# Problème Airplay



## Jozofa (9 Juin 2014)

Bonjour à tous,

Alors voilà le soucis, j'ai un Ipad air et je ne parviens pas à utiliser la fonction airplay, la recopie vidéo oui, mais pas airplay, le message est : "une erreur lors du téléchargement de ce contenu ...."
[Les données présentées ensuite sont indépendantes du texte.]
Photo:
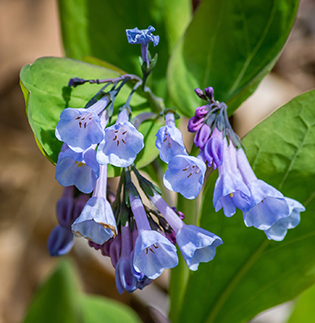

Ce qui est encore plus étrange, c'est que l'ipad mini de ma fille, lui ne pose pas de problème et on est sur la même version ios 7.1.1

Quelqu'un à une idée ?

Merci.


----------



## Tuncurry (9 Juin 2014)

Jozofa a dit:


> Quelqu'un à une idée ?
> 
> Merci.



Si la recopie video fonctionne, c'est que Airplay aussi. Que cherche tu a regarder et sur quoi (TV ?)
Une piste : les contenus que tu regardes ne sont pas compatibles Airplay et/u ont été bloqués.


----------



## Jozofa (9 Juin 2014)

Ben non justement !

Exemple : vidéo de Norman sur Youtube, tu lances la vidéo, tu cliques sur AirPlay et la tu as la vidéo sur ta Tv par l'Apple Tv. 


Sur l'iPad mini, cela fonctionne en tout cas, chez moi, erreur de téléchargement du contenu, veuillez essayer plus tard.


Si par contre, je fais recopie vidéo, la ok mais du coup pas de plein écran.


Tu vois une autre piste ? 


Merci


----------



## Tuncurry (10 Juin 2014)

Jozofa a dit:


> Tu vois une autre piste ?
> i



Oui, on dirait que tu es sur Free. Normal donc, ca marche une fois sur 2, lors des mises a jour. Passe sur dailymotion...


----------